Regularization
Ill-defined messages
Propagating a message $\tilde{\mu}_{i\rightarrow j}$ from a cluster $\mathcal{C}_i$ to its neighbor $\mathcal{C}_j$ involves 3 steps:
1. $\mathcal{C}_i$'s belief $\beta_i$ is marginalized over the sepset nodes $\mathcal{S}_{i,j}$:
\[\tilde{\mu}_{i\rightarrow j} = \int\beta_i d(\mathcal{C}_i\setminus \mathcal{S}_{i,j})\]
2. The message $\tilde{\mu}_{i\rightarrow j}$ is divided by the current edge belief $\mu_{i,j}$, and the result is multiplied into $\mathcal{C}_j$'s belief $\beta_j$:
\[\beta_j \leftarrow \beta_j\tilde{\mu}_{i\rightarrow j}/\mu_{i,j}\]

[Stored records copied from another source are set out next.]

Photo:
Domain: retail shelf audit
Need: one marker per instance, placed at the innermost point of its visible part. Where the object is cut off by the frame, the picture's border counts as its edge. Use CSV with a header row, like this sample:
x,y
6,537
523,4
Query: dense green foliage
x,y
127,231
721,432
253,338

3. The edge belief $\mu_{i,j}$ is updated to the message just passed:
\[\mu_{i,j} \leftarrow \tilde{\mu}_{i\rightarrow j}\]
In the linear Gaussian setting, where each belief has the form $\exp(-x^{\top}\bm{J}x/2 + h^{\top}x + g)$, where $x$ denotes its scope, these steps can be concisely expressed in terms of the $(\bm{J},h,g)$ parameters of the beliefs involved.
Crucially, the precision matrix $\bm{J}$ for $\beta_i$ has to be full-rank / invertible with respect to the nodes to be integrated out.
For example, if $\mathcal{C}_i=\{X_1,X_2,X_3\}$, $\mathcal{S}_{i,j}=\{X_1\}$ and:
\[\beta_i = \exp\left(-\begin{bmatrix}x_1 \\ x_2 \\ x_3\end{bmatrix}^{\top}\bm{J} \begin{bmatrix}x_1 \\ x_2 \\ x_3\end{bmatrix}/2 + h^{\top}\begin{bmatrix}x_1 \\ x_2 \\ x_3\end{bmatrix} + g\right), \text{ where } \bm{J} = \begin{matrix}x_1 \\ x_2 \\ x_3\end{matrix}\!\! \begin{bmatrix}1 & -1/2 & -1/2 \\ -1/2 & 1/4 & 1/4 \\ -1/2 & 1/4 & 1/4\end{bmatrix}\]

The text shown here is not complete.